Оставшийся противник развернулся к лесному перелазу, откуда совсем недавно выходил на лед.
– Нельзя упустить! Всех под корень!
Ватага разделилась – одни помчались вослед, другие рванули к перекрестку Клязьмы и старицы. Дальше была просто бойня. Ушел ли кто-то? Возможно, сложно выловить всех по лесам. А вот выйдут ли привыкшие к вольным просторам жители степей из той чащи, это еще вопрос.
– Схватили! Живехонький. По-нашему лопочет, – вои Микулы тащили худого совсем молодого воина. – Бродник https:// /ebook/edit/dar-ushkuyniku#_ftn1, степная зараза.
– Какая удача, – злорадно улыбнулся Микула, признавая жадного до чужих коней отрока. – Вот и встретились.
– Говорил же, надо было тебя порешить, – рыкнул сопляк.
– Это зря, так хоть пожил, – холодно усмехнулся Микула, – и еще поживешь, коли скажешься.
– Чего я могу сказаться-то, я ничего не ведаю, – шмыгнул расквашенным носом отрок.
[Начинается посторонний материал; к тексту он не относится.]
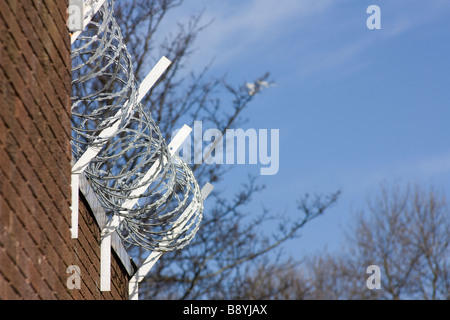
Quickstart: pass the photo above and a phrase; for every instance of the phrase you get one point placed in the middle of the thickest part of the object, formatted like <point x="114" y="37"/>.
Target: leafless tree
<point x="230" y="239"/>
<point x="406" y="232"/>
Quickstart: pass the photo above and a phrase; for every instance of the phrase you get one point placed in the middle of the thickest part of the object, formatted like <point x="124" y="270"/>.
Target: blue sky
<point x="354" y="106"/>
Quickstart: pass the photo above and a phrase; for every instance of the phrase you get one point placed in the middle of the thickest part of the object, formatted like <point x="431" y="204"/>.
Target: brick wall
<point x="35" y="85"/>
– Поганые где? У Владимира стоят?
– Чего у него стоять, пепел просеивать?
По спине побежал липкий пот, Микула из последних сил собрал волю, чтобы не показать волнение. «Владимира нет, пал!»
– Куда ж поганые подались?
– Везде, – пожал пленный плечами.
– Везде, это куда? – Микула угрожающе огладил рукоять меча.
– Юрьев, Переяславль, на полуночь вашего князя Юрия вылавливать.
– Юрий еще жив?
– Вроде.
– Ну, а дальше-то куда? К Смоленску, должно, – уже не пленному, а скорее сам с собой начал рассуждать Микула. – Куда ж еще, более богатого града поблизости уж нет.
– А Новгород, – хмыкнул пленный юнец, – уж побогаче Смоленска будет.
– Новгород за лесами, а весна уж на подходе, – отмахнулся Микула, – уж не разумом они помутились в болота да дебри лезть.
– Ну, до Нова Града может и не дойдут, а я слыхал, – словно считывая мысли Микулы, хищно прищурился пленник, – их коням корм надобен, а жита много в Торжке, а это уж новгородская земля. Так вот.
«В Торжке много жита! В Торжке Дарья! Я же жену в западню отправил! Сам отправил!» Ответом отозвалась вернувшаяся боль в левом предплечье.
Глава XXXVIII. Пролом
Проклятый бродник, как приложил. Левая рука саднила и при резких движениях вызывала острую боль. Пришлось подвязать ее к груди, чтобы лишний раз не донимала. Ничего, хорошо, что левая, вятский ватаман – правша, ежели б десница, совсем уж худо было бы, а так ничего, биться можно.
Лошадки заметно устали, шли понуро и вздыхали точно люди, мерно качая головами, но злые наездники почти не давали им роздыха, привалы делали краткие, вороватые, и понукали вперед до самой колючей темноты, когда уж ничего не было видно дальше вытянутой руки, и только затем, расседлав четвероногих страдальцев, сами валились прямо на снег, тут же забываясь тяжелым сном.
Ватага шла низом, по уже разоренным землям, так было меньше возможности столкнуться нос к носу с врагом. Пару раз отряд все же натыкался на мелкие разъезды, но дело кончалось быстро – враг либо сразу пускался наутек, либо отходил в мир иной.
Сожженные верви обходили стороной. Помочь уж ничем нельзя, а каждая задержка сокращала шансы добраться до Торжка первыми. Всюду царила смерть и от этого надсадно щемило в груди. Край напоминал растерзанное жадным зверьем тело.
Не все ушкуйники, к досаде Микулы, пошли с ним. Часть, взяв от юного князя обещанные дары, предпочли отойти к Вятке. И раньше б ушли, да как с пустыми руками вернуться. Предательство? Нет, Микула им не князь, ему никто крест на верность не целовал. Ежели выживет, растеряв у стен Торжка верных людей, не так-то просто будет вновь сесть на стол посадничий Микульшина городца. Другие успеют подобрать упущенную ватаманом власть. Да плевать, об этом ли сейчас горевать?! Те, кто остался скакать у плеча, – надежная подмога, ведь и у них, как и у Микулы в Торжке родня – матери, отцы, сестрицы и братья-пострелята; им есть за что складывать буйные головы. Только бы успеть!